Throughout the study these are the definitions of the stakeholders used.
2.4
The business model
In this section we describe the current business case of open data in the Netherlands. Furthermore, we will elaborate on some blind spots literature and the effects on the business cases of different stakeholders. The current business case of government data starts at different government organizations that collect data. These organizations collect and store the data. The data is then provided under legal, financial and technical limitations. In the Netherlands, no central policy on these limitations apply. A study on these limitations suggests that 31% of the databases do not allow for commercial re-use. Furthermore, in 72% of the cases the data is available free but only for non-commercial use. Finally, only 22% of the databases provide access through other means then a web-interface (no direct access to the data). Only 4% of the databases is accessible through a API[1]. In the cases were data is not freely available profit maximization or cost-averaging pricing strategies apply. The data is then sold to businesses that re-use the data in their applications. The business use some of the data to improve their products. The limitations in this business model causes a lack of economic activity on the government data. We found that a gap exists in the current literature on open data. Most of the research on distribution of public sector information at marginal cost has focussed on economic (macro), policy or transparency effects. We put forward that to study the case of open data more precisely the business case of different stakeholders should be analyzed more thoroughly. In most of the studies conducted the stakeholders defined are ’government’ and ’businesses’ or ’the public’. These narrow definitions leave little room for the investigation of effects other than the primary value chain and revenue models. In order to create a good design for open data we will need to gain more insight into the business cases of the different stakeholders instead of only looking at the global business model.
2.5
Research Question
Based on our problem definition and the exploration of the subject of open data in the Netherlands we are ready to introduce the research question. In the previous sections we
15
CHAPTER 2. THEORY
proved the economic case for open data and found the most important causes for our problem.
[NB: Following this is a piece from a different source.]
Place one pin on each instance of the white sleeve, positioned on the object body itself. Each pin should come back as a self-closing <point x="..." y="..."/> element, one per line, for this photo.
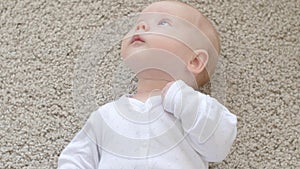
<point x="210" y="127"/>
<point x="82" y="152"/>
We now need to find out how we can solve these problems with our design. We will focus on two causes of the problem: 1. Pricing: we will need to find a pricing strategy that maximizes net-value for both businesses and government. We will design a business model that deals with this cause. 2. Technology: we will need to find a technical infrastructure to deliver the data. From our theory section we expect that open data policies will cause changes in the business cases of different stakeholders. We will need to investigate the effects of the design of the new open data business model. Based on the theory and hypothesis about changes in the business case we can introduce the primary research question. What changes in the business model for public- and geospatial transport data could be observed when open data would be made available? The research question aims at finding the effects of an open data business model of various stakeholders. We focus on public and geospatial transport data based on the statistics of the American data portal data.gov. The statistics of this website show that geospatial and transport data are among the most popular datasets businesses tend to reuse. Furthermore, we focus on the Netherlands in order to be able to study the cases in detail in the amount of time available. The secondary research question focusses on solving the design question of our technical infrastructure. If the government were to decide on an open data policy this will have significant changes to the information architecture of government organizations. In the current closed model data is used primarily internally and therefore interfaces to other information system external to the organizations have not been realized. To be able to deliver open data to businesses an interface should be designed. Therefore, the secondary research question is: What technical infrastructure should be provided in order to deliver open public- and geospatial transport data to businesses?
16
Chapter 3
Methods The goal of this study is to design a business case and technical infrastructure for open data. The study is based on a literature review, open and structured interviews of various stakeholders and specialists. Also various design methods such as requirements analysis, business model generation, ORM modeling and data warehouse modeling have been used. Because open data is subject to many influences concerning economy, privacy, civil society and is influenced by many different stakeholders like citizens, business, civil society, civil servants we believe that a literature and stakeholder analysis are appropriate methods to review the depth of the subject.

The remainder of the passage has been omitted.